Vize-Landrat und UB-Gemeinderat Otto Bußjäger schlägt Alarm. Ein Vorhaben der Bundesregierung könnte das Aus für viele Windenergieprojekte in Bayern bedeuten. Viele Bürger seien verunsichert. Die Energiewende stehe auf dem Spiel.

Otto Bußjäger hat einen Brief an Bundeswirtschaftsministerin Katherina Reiche (CDU) geschrieben, denn er hat das Warten satt. Er will endlich Klarheit – und zwar beim Thema Windenergie. Die Demonstration vor der jüngsten Gemeinderatssitzung in Höhenkirchen-Siegertsbrunn hat dem UB-Gemeinderatsmitglied und Vize-Landrat gereicht. „Der Wind hat sich gedreht. Die Demo war Ausdruck dafür, dass große Verunsicherung herrscht.“ Dutzende Bürger kamen, um ihren Unwillen zu den geplanten fünf Windkraftanlagen kund zu tun (wir berichteten). „An der Spitze der Demonstranten war ein AfD-Bundestagsabgeordneter“, sagt Bußjäger. „Die profitieren von der Verunsicherung der Menschen. Deshalb brauchen wir dringend eine schnelle Auskunft!“

Referenzertragsmodell soll geprüft werden

Doch was genau sorgt für Verunsicherung in der Bevölkerung in Bezug auf die Windkraft und um welche Auskunft geht es genau? Die Rede ist von dem sogenannten Referenzertragsmodell. Oder besser gesagt der Prüfung dieses Konzepts. „Wir überprüfen das Referenzertragsmodell auf Kosteneffizienz unter anderem hinsichtlich unwirtschaftlicher Schwachwind-Standorte“, heißt es im Koalitionsvertrag. Je nach Ausgang könnte dieses Vorhaben der Bundesregierung für viele Windprojekte in Bayern das Aus bedeuten – auch im Höhenkirchner Forst. Denn: Hinter dem Modell verbirgt sich ein Mechanismus, der den Nachteil windschwächerer Standorte wie etwa im südlichen Bayern teilweise ausgleicht, und zwar durch einen Zuschlag bei der Einspeisevergütung für den dort produzierten Strom. Wenn das Modell gestrichen oder auch nur geändert wird, kann es passieren, dass Windenergieanlagen im Freistaat wirtschaftlich nicht mehr betrieben werden können.

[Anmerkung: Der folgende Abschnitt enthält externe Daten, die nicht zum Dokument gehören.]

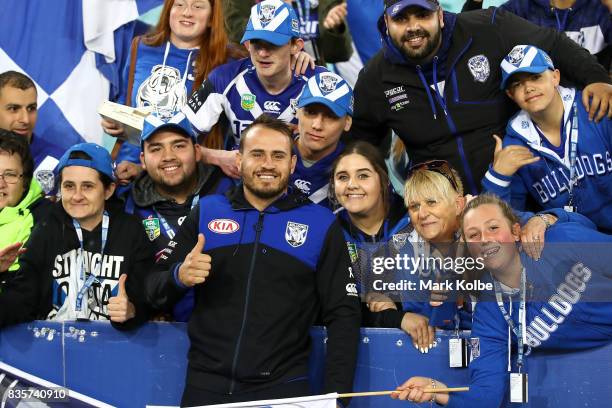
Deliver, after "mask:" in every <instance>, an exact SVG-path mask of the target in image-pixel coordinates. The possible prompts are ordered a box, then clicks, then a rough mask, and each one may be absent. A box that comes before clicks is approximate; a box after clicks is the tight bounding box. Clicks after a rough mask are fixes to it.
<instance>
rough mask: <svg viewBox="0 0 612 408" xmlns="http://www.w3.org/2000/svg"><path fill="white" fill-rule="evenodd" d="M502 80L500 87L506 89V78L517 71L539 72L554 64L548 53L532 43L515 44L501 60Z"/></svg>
mask: <svg viewBox="0 0 612 408" xmlns="http://www.w3.org/2000/svg"><path fill="white" fill-rule="evenodd" d="M501 69H502V82H501V86H500V88H501V89H502V90H504V89H506V86H507V85H508V79H510V77H511V76H512V75H514V74H517V73H519V72H530V73H532V74H539V73H542V72H544V71H546V70H547V69H550V70H554V69H555V66H554V65H553V63H552V60H551V59H550V57H549V56H548V54H547V53H546V52H544V51H542V50H541V49H539V48H538V47H534V46H533V45H517V46H516V47H514V48H513V49H512V51H510V53H509V54H508V55H506V57H505V58H504V59H503V60H502V62H501Z"/></svg>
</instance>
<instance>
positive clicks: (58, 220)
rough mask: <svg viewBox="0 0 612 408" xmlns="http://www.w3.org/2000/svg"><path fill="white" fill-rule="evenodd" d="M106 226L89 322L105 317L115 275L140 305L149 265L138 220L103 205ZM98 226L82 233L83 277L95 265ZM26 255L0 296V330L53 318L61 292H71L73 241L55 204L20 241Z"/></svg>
mask: <svg viewBox="0 0 612 408" xmlns="http://www.w3.org/2000/svg"><path fill="white" fill-rule="evenodd" d="M106 209H107V211H108V212H109V228H108V237H107V242H106V248H105V250H104V257H103V258H102V266H101V268H100V275H101V276H100V275H99V278H98V280H99V282H94V283H93V285H92V288H93V295H94V296H93V299H95V307H94V309H93V311H92V312H91V314H90V316H89V318H90V319H92V320H104V319H108V313H107V310H106V306H107V304H108V299H109V298H110V297H112V296H116V294H117V289H118V288H117V283H118V280H119V276H120V275H121V274H124V273H127V274H128V280H127V282H126V289H127V290H128V291H129V292H130V294H131V296H133V297H132V298H131V299H130V300H132V302H133V303H134V304H136V305H140V304H142V299H143V298H142V295H141V293H142V291H141V289H140V288H141V287H142V283H141V282H142V279H143V278H142V277H143V275H144V274H146V273H148V272H149V270H150V269H151V268H152V266H153V259H154V258H153V256H154V249H153V246H152V244H151V243H150V242H149V240H148V239H147V237H146V235H145V234H144V231H143V230H142V227H141V225H140V221H139V220H138V219H137V218H136V217H134V216H131V215H127V214H124V213H123V212H122V211H121V209H120V208H119V206H117V205H107V207H106ZM101 231H102V225H98V226H97V227H96V228H95V229H94V230H93V231H86V230H83V247H84V250H85V255H86V256H85V258H86V260H87V261H86V263H87V266H88V267H86V270H85V272H86V274H89V270H92V265H94V264H95V263H97V262H99V253H100V248H101V236H102V232H101ZM25 247H26V248H27V251H26V252H25V254H23V255H22V256H21V257H20V268H19V270H18V271H16V272H15V277H14V279H12V281H11V282H9V284H8V285H7V286H6V288H5V289H4V290H3V292H2V293H1V294H0V327H3V326H6V325H9V324H16V323H21V322H25V321H29V320H34V319H47V318H53V316H54V315H55V313H56V312H57V311H58V310H59V309H60V308H61V306H62V304H63V303H64V300H65V298H66V294H67V293H68V292H69V291H71V290H74V289H75V288H74V285H73V284H72V282H71V279H70V278H71V276H73V274H76V273H78V271H79V267H78V266H77V265H76V263H77V252H78V248H79V247H80V246H79V241H78V237H77V234H76V231H75V229H74V226H73V225H72V218H70V217H69V216H68V214H67V213H66V212H65V211H64V209H63V207H62V205H61V203H56V204H54V205H53V206H52V208H51V209H50V211H49V214H48V216H47V217H46V218H45V219H44V220H42V221H40V222H39V223H38V224H37V225H36V227H35V228H34V229H33V230H32V234H31V235H30V239H29V240H28V242H27V243H26V245H25ZM137 309H138V311H139V313H140V314H139V315H138V319H136V320H142V319H144V317H145V315H146V309H144V307H137Z"/></svg>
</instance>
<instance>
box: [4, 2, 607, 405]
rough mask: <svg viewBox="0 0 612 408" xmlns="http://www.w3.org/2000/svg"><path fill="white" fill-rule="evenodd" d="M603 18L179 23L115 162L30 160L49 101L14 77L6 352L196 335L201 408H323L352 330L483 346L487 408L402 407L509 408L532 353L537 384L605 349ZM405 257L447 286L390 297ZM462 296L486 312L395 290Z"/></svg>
mask: <svg viewBox="0 0 612 408" xmlns="http://www.w3.org/2000/svg"><path fill="white" fill-rule="evenodd" d="M365 3H367V4H365ZM608 7H610V6H609V5H608V4H607V2H606V1H602V0H555V1H548V0H546V1H540V0H517V1H514V0H510V1H508V2H506V3H504V4H502V5H501V6H500V7H499V8H488V9H482V2H481V1H478V0H468V1H467V2H466V3H465V5H464V7H463V10H464V11H463V12H461V13H452V12H448V11H446V10H444V8H443V6H441V5H440V4H439V2H438V1H437V0H385V1H384V2H383V1H382V0H381V1H369V2H367V1H351V0H347V1H342V0H318V1H317V0H293V1H291V0H286V1H282V0H263V1H253V2H250V1H242V0H241V1H230V0H224V1H221V0H166V1H165V2H164V5H163V8H162V11H161V15H160V19H159V22H158V23H157V25H156V26H154V27H152V28H151V29H150V31H149V32H147V33H146V34H144V35H142V36H138V37H136V38H134V40H133V42H132V46H131V50H130V55H129V58H128V61H127V64H126V66H125V67H124V70H123V79H124V81H123V82H124V83H125V84H126V88H125V89H122V90H121V92H120V96H119V98H118V99H117V102H119V103H121V104H124V105H128V106H134V107H140V108H148V109H150V110H151V113H150V114H149V115H148V116H147V117H146V118H145V119H144V124H143V128H142V131H141V136H140V144H138V145H135V144H131V143H129V142H127V141H126V135H127V132H128V129H127V128H126V125H124V124H122V123H120V122H118V121H115V120H112V119H109V118H102V119H101V123H102V127H103V128H104V130H105V132H106V133H107V134H108V135H110V136H112V137H115V138H116V140H117V142H116V144H115V148H114V149H113V151H112V152H108V151H107V150H106V149H104V148H103V147H101V146H99V145H96V144H94V143H83V144H78V145H75V146H72V147H71V148H69V149H68V150H66V151H64V149H60V148H58V147H57V146H54V145H53V144H49V142H48V141H46V140H42V139H39V138H37V137H36V131H35V130H36V128H35V125H36V120H37V105H36V100H37V91H36V87H35V85H34V83H33V82H32V80H31V79H30V78H28V77H27V76H25V75H23V74H21V73H18V72H15V71H8V72H4V73H0V232H2V234H0V327H4V326H7V325H11V324H16V323H20V322H25V321H29V320H33V319H50V320H71V319H89V320H110V321H111V322H112V324H113V325H114V326H115V327H116V328H117V329H119V330H137V327H138V326H139V325H140V324H142V323H143V322H145V321H147V320H158V321H159V320H163V321H183V322H189V335H190V340H191V349H190V353H189V367H188V372H187V378H186V386H185V391H184V394H183V401H182V404H183V405H187V406H195V405H202V404H212V403H223V402H237V401H247V400H254V399H266V398H281V397H290V396H297V395H306V394H308V393H309V385H308V381H307V378H306V374H307V370H308V366H307V365H308V351H309V344H308V340H307V338H308V329H309V327H310V326H312V325H313V324H321V325H325V326H326V327H327V329H328V337H329V341H328V348H327V371H326V378H325V383H326V384H325V388H326V390H327V391H330V392H331V391H337V392H348V391H350V389H351V387H352V378H353V372H354V370H355V358H356V353H357V343H358V336H359V331H358V328H359V327H360V326H372V327H388V328H399V329H401V330H403V331H405V332H406V333H407V334H408V335H409V336H410V337H411V339H412V342H413V344H414V346H415V347H416V348H417V350H419V351H420V352H421V353H427V352H428V350H429V349H431V348H432V347H433V346H434V338H435V329H436V328H443V329H450V330H459V329H471V330H472V337H474V338H477V339H480V340H479V346H478V347H479V354H478V355H475V354H474V353H472V358H473V362H472V363H471V364H470V370H471V378H472V385H471V387H472V390H471V391H470V392H469V393H466V394H464V395H458V396H452V397H449V395H448V394H445V393H435V392H429V391H428V392H425V391H424V390H425V389H426V388H428V387H429V388H431V387H433V388H434V389H435V388H443V387H444V386H445V385H444V384H442V383H440V382H439V381H436V380H435V379H431V378H425V377H413V378H411V379H409V380H408V381H407V382H406V383H405V384H403V385H402V386H400V387H399V388H398V392H397V393H396V394H394V395H393V397H395V398H401V399H409V400H412V401H416V402H425V401H432V402H436V403H438V404H441V405H447V406H476V405H478V406H499V405H500V404H501V403H502V401H503V400H504V398H506V394H507V393H506V392H505V391H503V392H500V391H499V390H506V388H507V383H508V381H506V380H505V378H506V377H507V376H508V372H512V373H514V372H515V371H516V369H517V367H514V366H513V364H511V363H510V360H509V359H510V355H511V352H510V351H509V350H511V349H513V348H514V346H515V345H516V349H517V352H516V354H517V355H519V361H518V362H517V363H516V364H518V370H519V373H520V372H521V371H520V370H521V369H522V366H521V364H522V359H523V353H524V350H525V349H528V350H531V349H533V350H539V349H559V348H561V349H581V348H588V347H594V346H597V345H600V344H606V343H609V342H610V340H612V329H611V325H610V319H609V316H610V315H611V314H610V312H609V310H608V308H609V305H610V304H612V303H610V300H611V299H609V296H610V294H609V293H608V292H607V290H608V288H609V282H608V281H609V271H607V270H606V268H608V265H609V264H610V263H609V262H608V261H607V253H608V252H605V251H604V252H603V253H599V254H594V253H590V252H589V251H586V252H585V250H581V248H583V247H586V243H591V244H592V243H600V244H606V243H607V242H608V241H609V240H611V239H612V237H611V235H610V234H612V224H611V221H610V219H611V215H612V133H611V131H612V129H611V127H610V117H612V81H611V79H610V74H609V73H610V61H611V58H610V55H612V54H611V52H610V49H611V44H612V38H611V37H612V22H611V20H610V9H609V8H608ZM362 67H363V68H362ZM58 137H61V135H58ZM49 158H53V160H54V163H57V164H56V165H55V168H54V169H52V170H50V169H48V166H47V167H45V164H47V165H48V160H49ZM387 159H388V160H387ZM397 180H399V183H398V182H397ZM394 181H395V182H394ZM567 242H573V243H576V245H575V246H574V247H573V248H574V250H565V251H561V250H560V248H568V246H565V247H560V246H555V244H557V243H567ZM581 245H583V247H581ZM591 252H592V251H591ZM404 255H408V256H409V257H411V258H413V259H438V260H441V261H442V260H451V261H454V262H451V266H447V265H446V264H444V265H443V264H442V263H440V264H438V266H437V267H430V266H423V265H421V266H420V267H419V268H415V269H416V270H413V271H412V273H410V272H409V271H406V270H402V268H400V267H397V266H395V267H387V266H385V267H384V268H383V269H384V270H382V271H373V265H376V262H378V261H377V260H379V259H395V258H397V257H401V256H404ZM464 258H471V259H481V260H484V261H483V263H482V265H481V266H482V267H481V268H476V267H468V268H467V270H463V269H462V271H461V272H458V269H457V268H463V266H462V265H460V264H459V263H458V262H457V260H458V259H464ZM462 262H463V261H462ZM453 265H454V266H453ZM577 265H579V267H578V266H577ZM587 275H588V276H587ZM460 278H461V279H468V280H470V281H482V282H488V283H490V284H491V285H492V286H491V287H494V290H489V291H488V292H487V291H478V290H475V291H472V290H461V291H445V290H435V289H433V290H430V289H427V290H416V291H406V290H403V291H402V290H395V289H393V288H395V287H396V286H397V284H398V283H399V282H409V281H414V282H416V281H420V282H429V283H430V286H427V287H428V288H431V287H432V286H431V285H432V284H433V283H440V282H442V281H445V282H449V281H450V282H453V281H457V280H459V279H460ZM381 282H384V283H385V284H386V285H387V286H384V289H383V288H381V285H382V283H381ZM526 285H527V286H529V285H530V286H529V287H530V288H531V289H529V290H527V289H526ZM562 285H566V286H567V285H569V286H567V287H568V288H569V289H567V290H568V291H569V293H570V295H567V296H568V297H571V296H574V295H575V296H574V297H571V299H569V300H568V299H567V298H563V299H562V300H565V303H564V304H567V303H568V302H569V303H571V304H572V306H573V307H569V309H567V308H564V309H563V308H561V307H560V306H559V307H558V308H556V309H554V308H555V307H557V306H556V305H557V303H554V302H553V298H552V297H554V296H557V294H559V293H561V292H560V291H561V289H559V288H561V287H562ZM564 288H565V287H564ZM527 293H529V295H527ZM564 293H565V292H564ZM496 296H497V298H496ZM551 296H552V297H551ZM559 296H561V295H559ZM360 300H361V302H360ZM598 302H600V303H598ZM525 303H527V306H525ZM513 305H514V308H515V310H518V308H519V307H520V308H522V309H521V310H522V312H520V313H516V312H515V313H512V309H513ZM504 306H505V307H504ZM525 308H526V311H525ZM506 309H509V310H510V312H509V313H507V312H506ZM561 309H563V310H561ZM570 314H571V315H572V318H568V316H569V315H570ZM568 333H570V334H568ZM572 336H574V337H576V338H572V341H564V340H563V339H567V338H568V337H572ZM523 342H525V344H523ZM506 366H507V367H506ZM341 403H343V404H346V403H348V401H344V400H343V401H342V402H341ZM474 404H476V405H474Z"/></svg>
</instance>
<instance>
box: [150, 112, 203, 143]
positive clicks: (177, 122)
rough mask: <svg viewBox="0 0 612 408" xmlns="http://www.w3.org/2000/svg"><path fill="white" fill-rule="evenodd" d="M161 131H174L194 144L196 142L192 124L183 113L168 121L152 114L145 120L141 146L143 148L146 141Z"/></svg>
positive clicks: (155, 115) (173, 116)
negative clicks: (192, 128) (193, 131)
mask: <svg viewBox="0 0 612 408" xmlns="http://www.w3.org/2000/svg"><path fill="white" fill-rule="evenodd" d="M160 130H174V131H175V132H177V133H180V134H181V135H183V136H185V137H187V138H190V139H191V140H193V141H194V142H195V141H196V136H195V134H194V133H193V131H192V130H191V123H190V122H189V120H188V119H187V117H186V116H185V114H184V113H183V112H179V113H176V114H175V115H174V116H172V117H171V118H170V119H168V120H167V121H164V120H162V119H161V118H159V117H158V116H157V115H155V114H154V113H152V114H150V115H148V116H147V117H146V118H145V120H144V124H143V126H142V133H141V135H140V146H141V147H142V146H143V145H144V142H145V140H147V139H148V138H150V137H151V136H153V134H155V133H157V132H159V131H160Z"/></svg>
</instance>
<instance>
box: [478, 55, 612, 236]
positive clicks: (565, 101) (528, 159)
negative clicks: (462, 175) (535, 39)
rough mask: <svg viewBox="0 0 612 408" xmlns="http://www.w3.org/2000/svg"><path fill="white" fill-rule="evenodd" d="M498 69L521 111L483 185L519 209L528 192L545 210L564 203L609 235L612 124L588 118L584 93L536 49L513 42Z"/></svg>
mask: <svg viewBox="0 0 612 408" xmlns="http://www.w3.org/2000/svg"><path fill="white" fill-rule="evenodd" d="M501 68H502V83H501V86H502V89H505V91H506V94H507V95H508V96H509V97H510V98H511V99H513V100H514V101H515V102H516V103H517V105H518V106H519V107H520V108H521V109H522V110H521V111H520V112H519V113H518V114H517V115H515V116H514V117H513V118H512V119H511V120H510V121H509V123H508V127H507V128H506V136H505V138H504V141H503V149H502V143H501V140H500V139H499V138H497V147H496V150H495V158H494V162H493V164H492V165H491V167H490V168H489V171H488V172H487V173H486V175H485V177H484V178H483V180H482V185H483V187H484V189H485V190H486V191H489V192H492V193H495V194H496V195H498V196H500V197H501V198H503V199H504V200H506V201H508V202H510V203H511V205H512V207H513V208H514V209H516V210H520V211H524V210H525V209H526V208H525V207H526V203H527V199H528V198H529V197H531V198H532V199H533V200H535V201H536V203H537V204H538V205H539V206H540V207H541V208H544V209H551V208H563V207H566V208H567V209H571V210H573V211H577V212H579V213H581V214H583V215H585V216H586V217H588V218H589V219H591V221H593V222H594V223H595V224H596V225H597V227H598V229H599V230H601V231H603V232H607V233H611V232H612V122H611V121H610V119H603V120H602V121H601V122H594V121H589V119H588V112H587V111H586V109H585V108H584V105H583V104H582V103H581V99H582V92H581V91H579V90H577V89H574V88H564V87H562V86H559V71H558V70H556V69H555V68H554V66H553V63H552V60H551V59H550V57H549V56H548V55H547V54H546V53H545V52H544V51H542V50H540V49H539V48H536V47H534V46H528V45H518V46H516V47H514V48H513V50H512V51H511V52H510V54H508V56H506V58H505V59H504V61H503V62H502V64H501ZM574 144H575V146H576V149H575V151H574V150H573V149H572V146H573V145H574ZM572 176H574V177H573V178H574V180H572ZM570 207H571V208H570Z"/></svg>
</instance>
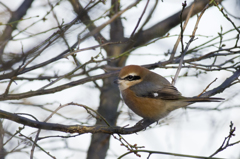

„Das Thema bremst die Energiewende aus“

Schon seit Monaten hängen die Kommunen in der Luft, wissen nicht, wie die Entscheidung in Berlin ausfällt. „Das Thema steht seit einem halben Jahr im Raum und bremst die Energiewende aus“, sagt Bußjäger. In seinem Brief an Reiche schreibt er: „Um unsere Ziele der Energiewende in Höhenkirchen-Siegertsbrunn zu erreichen, bedarf es verlässlicher Rahmenbedingungen und stabiler Investitionsanreize für die erneuerbaren Energien. Deshalb ist eine zeitnahe Klärung der zukünftigen Ausgestaltung der Förderung für weitere Planungen vor Ort wichtig.“ Denn: „Wir haben keine Zeit zu verlieren“, sagt Bußjäger. Seit Jahren plant die Gemeinde die Bürgerwindanlage im Höhenkirchner Forst, die Klage des Vereins für Landschaftspflege, Artenschutz und Biodiversität (VLAB) habe das Vorhaben weit zurückgeworfen. Zeitgleich mit dem Projekt im Hofoldinger Forst hat die Windenergie-Entwicklung in Höhenkirchen-Siegertsbrunn gestartet. „Während sich dort seit diesem Jahr die Räder drehen, heißt es bei uns Stillstand“, ärgert sich Bußjäger.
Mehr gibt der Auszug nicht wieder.